I have been doing Michelle Bridges 12 week body transformation 12WBT (or in plain terms – diet).

I have been thinking about this for a couple of days now. I really want to let you know what I thought of the 12 week program.
This is the last week of Round 1. I wanted to let you know my results and what I have learned and think of the program so far.
I was told about this program in January by a very good friend. She told me that some of her friends had achieved some awesome results and that she was going to do it too.
12WBT is an online 12 week program run by Michelle Bridges (from Biggest Loser). Each week you get an exercise program, a menu plan (with recipes and a shopping list) and 2 weekly videos from Michelle. It does cost $200 but the difference it has made to me and my husband’s life, $200 is a bargain.
The thing that I think that is unique about this program is that you all start on the same day together. I reckon about 3500 people did the first round this year. The program also has a very active online forum community. Any question I have ever had – I just searched the forums and generally someone else has posted about it too. It is nice to know that you are not the only one. In fact when we went to SIT I think that there were 6 other ladies doing 12WBT too.
It begins with 4 weeks of pre-season tasks. She sets you some challenges to do before you actually begin to get your head in the right mind set. Things like cleaning out your fridge and pantry, setting goals and going over your “excuses”. I lost 4kg in the pre season.
The exercise program has 4 levels – Beginner, Intermediate, Advanced Lean and Fit and Advanced Lean and Strong. The last two seem to be focused on those that have little or no weight to lose and are interested in increased fitness and toning. I mostly followed the intermediate program. Then within each level she has 4 programs for different training locations – at home (your loungeroom), outside (local park), and two for at the Gym – machines and classes.
For the first 4 or 5 weeks I basically just used exercise DVDs in my lounge room. I now do a mixture. Often during the week I do a DVD, a class at the Gym, run on our treadmill, do an outside run and do an outdoor training program. Every now and then I also go to a Yoga class.
I am (have been) a busy person. I juggle our household with both of us on shift work, the little girl at school and the little boy at kindy 2 days per week. Remember I also manage to find time to knit and sew. So saying that you don’t have time is not really an excuse. The main thing that I learnt through this program was to be organised. For me this meant printing out a weekly calendar with our shifts and commitments. I would then go through each day and figure out when I could do some exercise. That then pretty much determined what type of exercise I did. If the kids were at home then I would do a DVD. (You would be surprised how much they enjoy seeing mummy doing exercise in the lounge room, more often than not they would join in too.) If hubby was also at home then I could duck out to do a class or go for a walk.
Ok – the most important thing. The meals. Yes they are good. Yes they are simple. I didn’t like a handful of them but there was lots of room for substitution. The weekly meals plans aren’t stupid either. They don’t expect you to be able to make a complicated salad during a work day, or a difficult and long to prepare recipe mid week. Again my main reason for success with meal plan was planning the week ahead. If I was on a night shift I would make double the previous nights meal and take that to work. I have a menu sheet (from Kikki K) on the fridge with what I am eating for the whole week – every meal.

And because I have shopped for the whole week I know that when it comes time to prepare the meal I have all of the ingredients on hand. There is also an out – once a week there is a treat meal. So you can plan around an event like a friend’s birthday to make that your treat meal and not have to worry about the diet for one night. Quite often we use our treat meal to get take away.
When I told my Husband that I wanted to do this, I asked him for his support in following the “diet” part of the program. I didn’t want to be making two lots of meals. He has been absolutely awesome and really helped me. He has also re-evaluated his eating habits and seems to enjoy the meals that are part of the menu.

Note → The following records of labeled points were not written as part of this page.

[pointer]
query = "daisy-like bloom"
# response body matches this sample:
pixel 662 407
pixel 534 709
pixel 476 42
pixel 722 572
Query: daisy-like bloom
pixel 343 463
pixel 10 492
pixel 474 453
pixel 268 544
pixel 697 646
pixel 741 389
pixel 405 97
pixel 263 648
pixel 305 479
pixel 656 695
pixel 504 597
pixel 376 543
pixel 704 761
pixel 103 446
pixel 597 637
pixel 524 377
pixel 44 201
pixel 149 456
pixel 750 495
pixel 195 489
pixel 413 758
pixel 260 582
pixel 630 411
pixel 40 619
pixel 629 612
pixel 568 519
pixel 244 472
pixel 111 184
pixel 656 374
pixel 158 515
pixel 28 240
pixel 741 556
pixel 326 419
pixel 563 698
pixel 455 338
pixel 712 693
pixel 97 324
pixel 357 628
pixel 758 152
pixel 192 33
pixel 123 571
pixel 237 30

I do give him sightly bigger serves and generally increase the meat portion.
So my results. As of yesterday I have lost a total of 12.8kg – 15.2%. I was just over 84kg at christmas time. I lost 4kg during preseason and the rest over the last 11 weeks. Every week of the program you weigh in and put your stats on the website. Every 4 weeks you take measurements and do a simple fitness test. This shows you the results that the scales don’t. I have lost 8cm from my chest (
you can’t decide where it goes from!) and 11cm from my hips – in reality that is a size 16 to a size 12. My hubby has also lost 13.5kg and is running! He is now a size 34″ and was 38″.
I didn’t think that I was particularly overweight, but I was at my heaviest and very unfit. I knew I was in trouble when I had to buy size 16 jeans and they were starting feel uncomfortable.
SO you want proof. This is me September, September and December 2010.



And this is me TODAY - in my brand new JAG size 11 jeans.


Check the difference between the 11 and the 16 in the exact same Jean!!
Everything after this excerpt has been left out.